Colonel Baby Housseinou : Pour le premier aspect de votre question, je vous renvoie à ma réponse précédente, elle ne répond pas à toute la question, mais vous donne un petit aperçu de la gabegie dans cet empire fumeux de Ould Boukhreiss et de ses proches. Il faudrait juste rajouter, que pour mieux asseoir son système, il s’est offert, moyennant une colossale corruption, la collaboration, l’appui et la complicité de Louleid Ould Weddad et de tout un petit monde de miséreux sans âmes.
S’agissant du second aspect de votre question, celui se rapportant à ce que l’on appelle communément et pudiquement « les évènements de 90/91 », à chaque chose son temps. Je me réserve, si vous
le permettez, de choisir la stratégie qui sied à la sensibilité du problème et le moment opportun pour en parler. C’est un sujet d’une gravité extrême, dans tous les cas, le moment venu le support premier ne saurait être un journal.
La Tribune saisie: Vous connaissez l'Armée de l'intérieur, quelle est son état aujourd'hui?
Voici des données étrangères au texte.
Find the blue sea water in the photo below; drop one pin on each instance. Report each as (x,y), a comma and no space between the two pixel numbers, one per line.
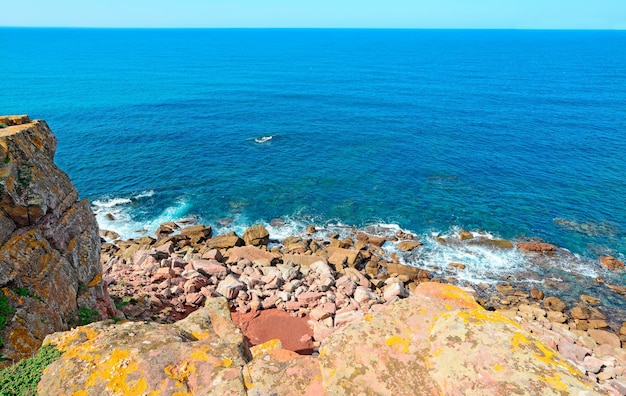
(518,134)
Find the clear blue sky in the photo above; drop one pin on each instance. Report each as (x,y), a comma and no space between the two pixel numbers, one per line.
(530,14)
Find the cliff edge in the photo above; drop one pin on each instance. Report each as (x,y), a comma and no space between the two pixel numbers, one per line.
(49,242)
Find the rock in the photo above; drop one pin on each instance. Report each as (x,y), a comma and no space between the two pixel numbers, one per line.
(209,268)
(363,295)
(353,257)
(574,352)
(407,246)
(491,243)
(225,241)
(459,266)
(611,263)
(251,253)
(202,354)
(428,342)
(465,235)
(554,304)
(590,300)
(230,287)
(49,242)
(283,372)
(536,247)
(536,294)
(505,290)
(579,313)
(605,337)
(256,235)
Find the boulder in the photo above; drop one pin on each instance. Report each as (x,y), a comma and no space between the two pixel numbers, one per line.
(611,263)
(202,354)
(256,235)
(536,247)
(49,242)
(224,241)
(440,341)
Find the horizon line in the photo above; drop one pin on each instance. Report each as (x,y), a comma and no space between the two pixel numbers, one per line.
(305,28)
Colonel Baby Housseinou : Nous avons des Hommes courageux, sobres, endurants et dévoués, nos Officiers et Sous-Officiers sont valeureux et dignes. OUI, je connais très bien notre Armée, c’était une très belle Armée ; le colonel Moulaye Ould Boukhreiss a parfaitement réussi sa mission de destruction, il n’y a plus d’Armée aujourd’hui. Tout a été vendu, tout se vend et tout est vendable, les esprits ont été pervertis et prostitués, il ne faudra pas moins de dix ans pour tout reprendre bien en dessous du seuil « zéro ». La médiocrité, sous quelque angle qu’on la prenne, ne peut engendrer que médiocrité, les étoiles ne valent que ce que vaut celui qui les porte. Dans ce domaine particulier, des Armées modernes où tout est d’une haute technicité, les colonels bergers issus de formations au rabais, si formation il y a, ne peuvent produire au plus que des hommes à leur image. En fait, ils inspirent bien plus de la pitié qu’autre chose.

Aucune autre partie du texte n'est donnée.